Проходила минута, вторая, третья… десятая, и тогда снова начинала звенеть степь, снова взвивалась в голубое небо какая-нибудь пичуга, снова пробегал живительный ветерок. И снова налетали самолеты. Так на дню пять-шесть раз. А люди все шли, шли и шли. День, другой, третий, четвертый — шли, побросав все, что не в силах были нести, растеряв родных, детей, стариков, старух, думая уже в каком-то отупении только о себе, только о том, как бы не подкосились ноги.

На пятый или на шестой день Татьяна попала на вокзал, переполненный такими же беженцами. Их посадили в теплушки, дали хлеба, воды. И поезд тронулся куда-то на север.

Вначале, когда Татьяна и Мария Петровна вышли из Кичкаса, Виктору было все интересно: он впервые видел и такие степи, и такое солнце, и такое множество людей. Показывая пальцем на корову, он произносил:

— Му-у.

Видя лежащую в канаве женщину, он старательно выговаривал:

— Те-етя-я, — и все что-то лепетал-лепетал, но чаще всего твердил «папа». Потом, очевидно, и до его детского сознания дошло что-то страшное: он присмирел, забился под шаль матери, выглядывая оттуда, как маленький сурок… И на какой-то станции, между Орлом и Брянском, заболел. В течение одной ночи он как-то повзрослел; глазами взрослого человека подолгу смотрел на мать, как бы говоря: «Мама, зачем все это? Зачем меня-то мучают, мама?»
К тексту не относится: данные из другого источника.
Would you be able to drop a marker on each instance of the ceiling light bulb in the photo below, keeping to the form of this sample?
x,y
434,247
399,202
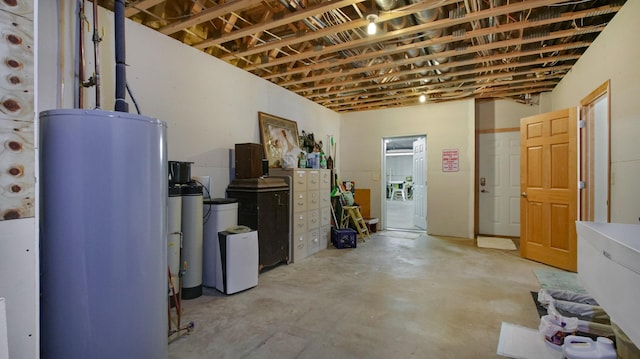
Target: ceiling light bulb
x,y
371,28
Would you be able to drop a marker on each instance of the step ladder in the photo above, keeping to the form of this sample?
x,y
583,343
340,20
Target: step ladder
x,y
353,213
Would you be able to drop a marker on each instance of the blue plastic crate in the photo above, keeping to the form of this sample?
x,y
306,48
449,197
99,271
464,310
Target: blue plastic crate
x,y
344,238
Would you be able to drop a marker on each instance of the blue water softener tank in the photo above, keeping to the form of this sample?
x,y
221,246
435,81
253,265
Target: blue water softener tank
x,y
103,238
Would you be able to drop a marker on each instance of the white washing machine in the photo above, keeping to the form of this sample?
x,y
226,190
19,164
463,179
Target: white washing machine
x,y
237,261
223,214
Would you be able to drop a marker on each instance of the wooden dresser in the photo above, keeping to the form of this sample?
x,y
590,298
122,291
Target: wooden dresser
x,y
310,209
263,204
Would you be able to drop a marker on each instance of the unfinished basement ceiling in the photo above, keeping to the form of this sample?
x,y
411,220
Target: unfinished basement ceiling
x,y
445,49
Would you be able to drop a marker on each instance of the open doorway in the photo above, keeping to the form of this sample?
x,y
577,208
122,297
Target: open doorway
x,y
404,188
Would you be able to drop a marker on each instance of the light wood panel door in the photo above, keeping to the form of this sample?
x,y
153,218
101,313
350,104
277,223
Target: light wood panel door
x,y
548,185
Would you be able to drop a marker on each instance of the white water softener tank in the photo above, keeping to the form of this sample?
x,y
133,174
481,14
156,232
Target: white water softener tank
x,y
191,241
103,235
223,214
174,240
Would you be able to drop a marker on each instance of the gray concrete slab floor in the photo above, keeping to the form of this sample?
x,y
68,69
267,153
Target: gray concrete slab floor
x,y
397,295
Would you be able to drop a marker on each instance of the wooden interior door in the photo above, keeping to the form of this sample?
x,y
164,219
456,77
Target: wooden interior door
x,y
549,185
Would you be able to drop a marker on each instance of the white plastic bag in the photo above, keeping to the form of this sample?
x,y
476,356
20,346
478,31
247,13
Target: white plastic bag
x,y
554,328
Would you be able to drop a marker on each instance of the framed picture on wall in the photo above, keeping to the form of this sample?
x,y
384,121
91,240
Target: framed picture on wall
x,y
278,136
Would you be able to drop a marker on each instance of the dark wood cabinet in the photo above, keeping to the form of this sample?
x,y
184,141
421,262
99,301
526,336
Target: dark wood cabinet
x,y
263,204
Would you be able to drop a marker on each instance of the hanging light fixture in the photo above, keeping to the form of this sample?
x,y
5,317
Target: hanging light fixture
x,y
372,16
372,28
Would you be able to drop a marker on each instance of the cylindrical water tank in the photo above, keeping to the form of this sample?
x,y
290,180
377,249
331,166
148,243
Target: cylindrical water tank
x,y
174,240
191,241
103,248
223,213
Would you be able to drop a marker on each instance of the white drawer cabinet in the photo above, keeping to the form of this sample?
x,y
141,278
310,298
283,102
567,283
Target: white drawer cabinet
x,y
311,211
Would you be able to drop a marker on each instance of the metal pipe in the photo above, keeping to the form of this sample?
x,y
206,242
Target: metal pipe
x,y
81,62
121,80
96,53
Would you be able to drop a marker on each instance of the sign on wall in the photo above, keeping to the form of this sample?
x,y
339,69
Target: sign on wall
x,y
450,160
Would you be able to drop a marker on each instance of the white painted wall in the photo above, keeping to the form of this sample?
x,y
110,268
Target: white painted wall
x,y
208,105
503,114
614,56
450,125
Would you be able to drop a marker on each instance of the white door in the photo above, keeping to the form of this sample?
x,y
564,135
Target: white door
x,y
499,180
419,183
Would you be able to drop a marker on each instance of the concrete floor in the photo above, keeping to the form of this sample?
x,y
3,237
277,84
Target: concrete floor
x,y
400,215
399,295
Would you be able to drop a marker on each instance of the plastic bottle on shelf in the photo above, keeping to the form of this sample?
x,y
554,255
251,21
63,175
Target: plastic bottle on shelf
x,y
302,160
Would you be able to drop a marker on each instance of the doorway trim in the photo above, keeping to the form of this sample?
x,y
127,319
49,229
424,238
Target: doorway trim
x,y
383,181
589,164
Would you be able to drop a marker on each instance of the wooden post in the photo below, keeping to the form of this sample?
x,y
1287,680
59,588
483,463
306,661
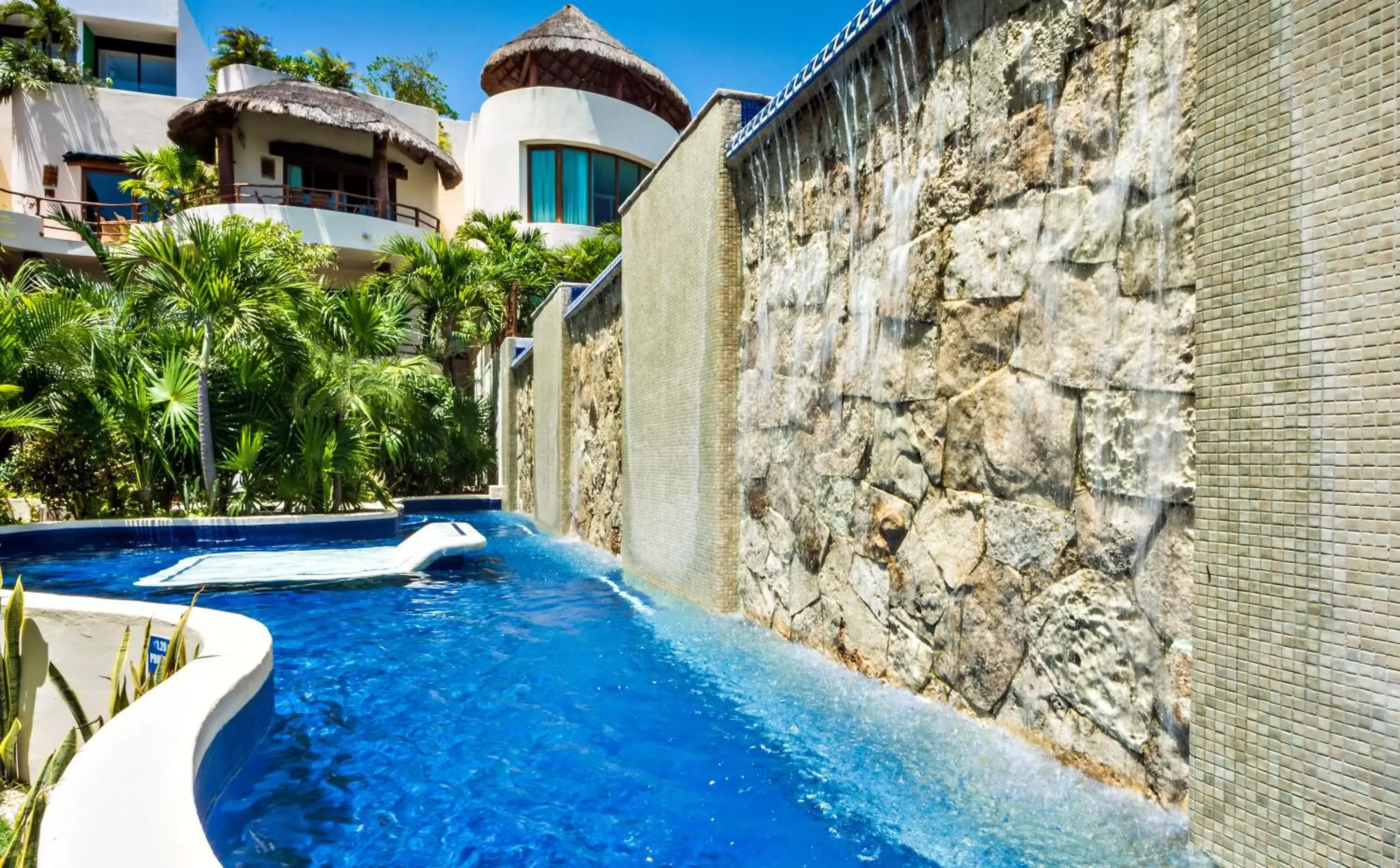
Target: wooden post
x,y
224,143
381,175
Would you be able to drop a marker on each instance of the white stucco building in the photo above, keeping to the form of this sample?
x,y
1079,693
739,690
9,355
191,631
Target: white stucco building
x,y
572,124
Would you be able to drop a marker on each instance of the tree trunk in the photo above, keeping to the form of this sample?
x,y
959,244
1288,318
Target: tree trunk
x,y
206,427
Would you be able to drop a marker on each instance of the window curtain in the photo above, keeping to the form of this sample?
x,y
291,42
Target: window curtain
x,y
542,185
576,187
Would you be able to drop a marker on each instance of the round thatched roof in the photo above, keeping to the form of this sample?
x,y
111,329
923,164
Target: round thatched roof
x,y
569,49
195,124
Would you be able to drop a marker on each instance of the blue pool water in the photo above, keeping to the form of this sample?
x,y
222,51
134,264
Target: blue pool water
x,y
530,707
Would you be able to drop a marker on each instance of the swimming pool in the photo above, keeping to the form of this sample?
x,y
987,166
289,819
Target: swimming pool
x,y
530,707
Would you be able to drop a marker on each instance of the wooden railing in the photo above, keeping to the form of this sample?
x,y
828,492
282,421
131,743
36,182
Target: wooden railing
x,y
311,198
112,222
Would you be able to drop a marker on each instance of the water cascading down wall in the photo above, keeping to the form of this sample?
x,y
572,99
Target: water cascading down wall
x,y
966,371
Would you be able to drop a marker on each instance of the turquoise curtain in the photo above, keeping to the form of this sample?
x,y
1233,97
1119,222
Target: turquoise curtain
x,y
542,185
576,187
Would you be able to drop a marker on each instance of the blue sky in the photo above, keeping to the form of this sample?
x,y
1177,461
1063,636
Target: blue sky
x,y
702,47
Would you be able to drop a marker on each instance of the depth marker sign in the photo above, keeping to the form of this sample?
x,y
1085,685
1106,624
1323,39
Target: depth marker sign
x,y
156,653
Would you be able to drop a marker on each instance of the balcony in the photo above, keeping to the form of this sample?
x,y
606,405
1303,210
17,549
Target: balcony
x,y
357,226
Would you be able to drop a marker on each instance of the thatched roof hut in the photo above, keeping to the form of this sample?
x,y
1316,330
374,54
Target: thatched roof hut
x,y
196,124
569,49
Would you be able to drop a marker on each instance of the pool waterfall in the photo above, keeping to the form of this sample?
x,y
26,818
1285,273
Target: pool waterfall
x,y
966,423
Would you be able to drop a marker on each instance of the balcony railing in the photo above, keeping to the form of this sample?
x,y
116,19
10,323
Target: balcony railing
x,y
112,220
311,198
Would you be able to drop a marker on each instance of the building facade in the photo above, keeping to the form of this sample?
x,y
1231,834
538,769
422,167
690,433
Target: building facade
x,y
572,124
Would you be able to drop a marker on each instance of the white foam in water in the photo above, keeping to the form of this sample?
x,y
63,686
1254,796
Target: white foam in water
x,y
411,556
954,790
632,598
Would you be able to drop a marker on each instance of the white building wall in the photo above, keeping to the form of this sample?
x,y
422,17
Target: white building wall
x,y
548,115
191,58
73,118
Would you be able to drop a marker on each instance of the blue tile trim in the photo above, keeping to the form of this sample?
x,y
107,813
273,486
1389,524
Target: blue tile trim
x,y
51,539
231,748
433,506
583,296
863,21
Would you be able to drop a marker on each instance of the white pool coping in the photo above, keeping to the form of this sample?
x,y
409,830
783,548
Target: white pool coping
x,y
248,521
129,797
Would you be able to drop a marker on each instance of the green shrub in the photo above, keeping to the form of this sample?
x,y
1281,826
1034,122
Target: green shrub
x,y
70,469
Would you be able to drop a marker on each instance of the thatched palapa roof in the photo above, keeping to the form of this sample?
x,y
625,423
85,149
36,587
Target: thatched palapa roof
x,y
569,49
196,122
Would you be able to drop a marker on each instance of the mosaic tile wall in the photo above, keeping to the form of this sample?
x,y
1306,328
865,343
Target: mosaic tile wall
x,y
681,293
1295,751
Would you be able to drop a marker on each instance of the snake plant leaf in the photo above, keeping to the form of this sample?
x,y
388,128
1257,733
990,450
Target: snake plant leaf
x,y
72,700
30,854
13,626
117,692
175,657
10,738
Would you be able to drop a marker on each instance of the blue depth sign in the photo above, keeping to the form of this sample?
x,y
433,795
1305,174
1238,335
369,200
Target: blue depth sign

И им пришлось покинуть вагон. Они сошли ночью на маленькой станции. В здании только у кассира в комнате горела керосиновая лампа. Поставив в уголок сверток картины «Днепр», положив узелок с вещицами Виктора, они присели на оставленный кем-то ящик. В здании было пусто, сыро и пахло кислятиной. Только иногда из своей комнаты выходила кассирша, женщина довольно грузная, с прической под мальчика, в пенсне и валяных сапогах. Выйдя, она некоторое время смотрела в темный угол, как бы рассматривая Татьяну, Марию Петровну и Виктора. Постояв так, она снова уходила к себе в комнату.

— Может, мы на ее ящике сидим, — прошептала Мария Петровна и к кассирше: — Ящичек ваш, видно, мы занимаем.

Та тряхнула маленькой, подстриженной под мальчика головкой:

— Нет, я люблю…

И было непонятно: то ли она кого любит, то ли любит вот так рассматривать в темном углу людей, то ли любит просто выходить из своей комнаты. Сказав так, она скрылась в комнате, затем погасила лампу и вышла на перрон. В здании стало еще темней, еще глуше. Мария Петровна, прислонясь к дочери, прикорнула, а Татьяна, глядя широко открытыми глазами в тьму, ярко представляла себе Кичкас — зеленый городок, Днепр с его игривыми водами и красивейшей плотиной, южное небо, просторы. Вот она уже сама бежит по берегу Днепра, садится у скалы, раскладывает краски и быстро начинает бросать их кисточками на полотно.

— Это… это очень хорошо, — слышит она и поворачивается.

Недалеко, за рыжей глыбой, стоит человек без фуражки… На высокий белый лоб падают кудлатые волосы.

— Коля! Ты такой, как тогда, впервые…

И снова — звенит степное солнце, катятся воды Днепра.

И вдруг взрыв. В голубое украинское небо летит красавица днепровская плотина. Стоны, плач. И кто-то безумно кричит:

— Все! Все!

2

Так они просидели до утра. Окно стало молочное.

Вышел старичок в фартуке, с метелкой, сказал:

— Запылю. Шли бы на вольный ветерок.

Они вышли. Присели под могучей ветлой. Тут их окружили местные жители. Люди, узнав, откуда они, заохали, заахали и стали давать разные советы. Одни советовали остаться здесь на станции, другие — отправиться в село Егормыш, там есть и доктор. Кто-то сказал, что до Егормыша всего двенадцать километров, но его перебили, заявив, что вовсе не двенадцать, а восемнадцать. И люди заспорили. У Татьяны сдавило горло: она знала, что ни у нее, ни у матери нет денег, нет лишних вещей, значит, им придется теперь просить, унижаться. И она впервые зарыдала, громко, как обиженный ребенок. Толпа еще больше заохала, заахала, а какая-то тетка, готовая расплакаться, сказала:

— А ты не реви. Поднимайся и ступай в Егормыш.

В эту минуту толпу раздвинул седоватый человек в чесучовом поношенном пиджаке и парусиновых заботливо отутюженных брюках. Сняв с головы фуражку, он поклонился Марии Петровне, затем надел фуражку и, не спрашивая согласия, взял узелок.